You may remember that I was up far, far too late last evening trying to get a desktop computer up and running again. I am happy to report that it is fine again. And it only cost me $3.45.
Let me explain.
Much earlier today, I drove to Brilliance Computers on Kempt Road. It is my favourite computer repair store in town. They sell a lot of used parts as well.
I explained my situation, how the desktop machine was seemingly dead, and that I had been unable to revive a 2TB hard drive in it as well. Of course, he suggested a new(er) power supply, and pointed me to one at the back of the store that was only $12. I recalled that I needed a new sata data cable as well, and since they were only $3 each, I stocked up and got 4.
Before I paid for my stuff, however, the owner told me about a little trick that computer repair guys know about that I had never heard of. He told me that before I went through the work of swapping out power supplies, that I should first unplug the existing power supply from the motherboard, both 20 pin and the 4 pin connections.
What the frig?
I took the side panel off the cable, worked the connections off as suggested, and then plugged them back in. I plugged the power cord in the power supply and pressed the power button. I heard the fan start up!
I rapidly powered it down again, removed the panel again and re-installed the moribund 2TB hard drive, replaced the panel, connected the webcam and the scanner cable and keyboard and the other peripherals. Pushed the tower back in the area of the computer desk and turned the machine back on.
It fired back up again. I had no problem logging on to the machine.
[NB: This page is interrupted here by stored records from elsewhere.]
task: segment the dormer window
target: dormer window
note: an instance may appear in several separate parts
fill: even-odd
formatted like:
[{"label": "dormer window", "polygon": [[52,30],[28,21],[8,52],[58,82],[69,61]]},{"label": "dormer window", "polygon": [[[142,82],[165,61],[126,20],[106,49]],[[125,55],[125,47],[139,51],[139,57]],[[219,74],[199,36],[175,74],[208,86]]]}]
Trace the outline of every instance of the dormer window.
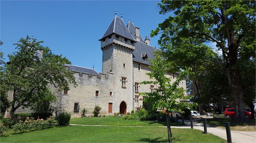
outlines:
[{"label": "dormer window", "polygon": [[142,54],[142,57],[144,61],[147,61],[147,58],[148,58],[148,55],[147,55],[146,52],[144,52],[144,53]]}]

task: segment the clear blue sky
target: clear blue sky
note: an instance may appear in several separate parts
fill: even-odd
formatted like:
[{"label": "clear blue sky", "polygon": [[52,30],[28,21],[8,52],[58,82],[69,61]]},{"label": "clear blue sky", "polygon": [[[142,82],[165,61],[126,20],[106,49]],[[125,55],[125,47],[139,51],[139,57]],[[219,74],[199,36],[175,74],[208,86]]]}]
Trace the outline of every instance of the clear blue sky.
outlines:
[{"label": "clear blue sky", "polygon": [[[102,70],[100,42],[114,16],[123,14],[140,28],[143,38],[168,15],[159,14],[160,1],[1,1],[1,50],[5,60],[15,50],[13,45],[27,35],[43,40],[55,54],[62,54],[72,64]],[[150,39],[157,44],[159,36]]]}]

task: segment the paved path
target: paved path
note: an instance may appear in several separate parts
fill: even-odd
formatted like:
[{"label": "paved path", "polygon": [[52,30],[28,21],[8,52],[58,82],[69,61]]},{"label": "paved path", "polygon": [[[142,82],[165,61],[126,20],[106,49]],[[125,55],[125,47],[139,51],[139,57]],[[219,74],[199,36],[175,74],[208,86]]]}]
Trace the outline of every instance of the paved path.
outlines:
[{"label": "paved path", "polygon": [[[198,123],[196,122],[198,119],[193,120],[193,126],[195,129],[199,129],[204,131],[204,125],[202,123]],[[181,120],[179,120],[181,122]],[[190,121],[189,120],[185,120],[185,123],[186,126],[171,126],[173,128],[190,128]],[[160,127],[166,128],[166,126],[115,126],[108,125],[77,125],[69,124],[71,126],[79,125],[83,126],[106,126],[106,127]],[[226,130],[221,128],[214,127],[210,125],[207,125],[207,132],[216,135],[227,140],[227,134]],[[231,131],[231,136],[233,143],[256,143],[256,131]]]},{"label": "paved path", "polygon": [[[190,121],[185,121],[187,128],[190,128]],[[204,131],[202,123],[193,122],[194,128]],[[207,125],[207,132],[227,139],[226,130]],[[231,131],[231,138],[233,143],[256,143],[256,131]]]}]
I felt so proud of myself.
There was still the problem of the hard drive. I had used one of the sata data cables because I broke one last evening. I fired up a disk utility and saw that the drive was there. I re-formatted it as an NTFS, changed the label to something meaningful, and waited a few minutes while the utility went out and performed the re-format. I ran some utilities. The drive was now healthy.
I now have 3 unused sata data cables, and the $12 power supply I purchased this morning. They were not necessary. The only thing I did use was the $3.45 cable.
I will hold on to the cables. And I think I will keep the power supply as well. Eventually, this one will fail, and won't come back from the dead, and I will need to be able to reach for the one I purchased this morning and swap out the thoroughly-dead power supply with this newer one.
It feels really good to be able to say that I fixed this on my own, with only a 30 second tip provided to me in passing and a used sata data cable necessary to save the day.
I hope to have this computer for years yet. And its record of being a very low-cost thing to keep going, remains intact.
Tomorrow, I think I will find that cure to cancer that has been nagging at people for centuries. It can't be that hard, right?
See you tomorrow.
thats good to know, and makes sense as it probably resets the board. Another trick is to unplugged the power cord from the PS and wait about 30 secs. I suspect that would the first thing to do, then to unplugged the PS from the board.
was working on drives this evening when I freaked as a critical plastic piece insert into the SATA connection on the mother board broke off. the board is old, only 2 Sata's that I need.
The plus? it was a clean break and the pins didn't break off, so I carefully bent them a bit and mixed a bit of 5 minute epoxy (FYI, I buy the adhaero brand from the dollar store for 1.25 and works incredibly well) and carefully covered the plastic piece, but it in place and reinforced it with a bit more along the seem of the break. I waited about 1/2 hour, plugged in the SATA cable and brought the machine up and it worked. go figure! hopefully it will hold.